Postmark100 emails/monthStrong reputation, but a small free tier.

For this project, Resend is a good choice for a free email provider.

  • It has a useful free tier for a small note-taking app.
  • It is focused on transactional app email.
  • It has a simple API.
  • It works well with Next.js projects.
  • The free tier is enough for sign-up verification and password reset during early testing.

Use a real domain if possible, even for a small project.
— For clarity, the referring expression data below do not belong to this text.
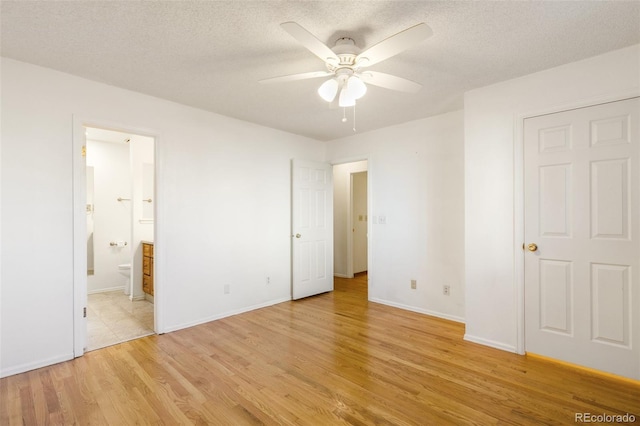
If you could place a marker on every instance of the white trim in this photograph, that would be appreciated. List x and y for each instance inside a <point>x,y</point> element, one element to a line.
<point>79,237</point>
<point>107,290</point>
<point>518,200</point>
<point>490,343</point>
<point>350,228</point>
<point>182,326</point>
<point>23,368</point>
<point>418,310</point>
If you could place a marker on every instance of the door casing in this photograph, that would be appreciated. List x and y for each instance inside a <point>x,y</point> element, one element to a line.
<point>80,227</point>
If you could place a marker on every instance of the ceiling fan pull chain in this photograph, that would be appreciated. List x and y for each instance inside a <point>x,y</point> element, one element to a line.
<point>354,117</point>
Transactional email works best when the sender domain has proper DNS records.

Expected DNS records:

  • SPF
  • DKIM
  • DMARC

Note: If the project does not have a custom domain yet, choose an email provider that supports a test mode or sandbox sender while building. For production, use a verified domain.

Sources:

Server-Side Validation To Add

The app already validates note input with Zod in lib/validations.ts.

Add similar schemas for auth input:

export const signUpSchema = z.object({
name: z.string().trim().min(1).max(100),
email: z.string().trim().toLowerCase().email(),
password: z.string().min(8).max(128),
});

export const signInSchema = z.object({
email: z.string().trim().toLowerCase().email(),
password: z.string().min(1).max(128),
});

Client-side validation improves the experience. Server-side validation protects the app.

Deployment Decision

For this project, Vercel and Neon PostgreSQL are the simplest deployment option because they align closely with the existing development stack and require minimal infrastructure management.

Before a public deployment, the following items should be completed:

  • Email verification
  • Password reset
  • Rate limiting
  • Production environment configuration
  • Deployment validation and testing

Once those controls are in place, the application would be suitable for a small-scale public deployment.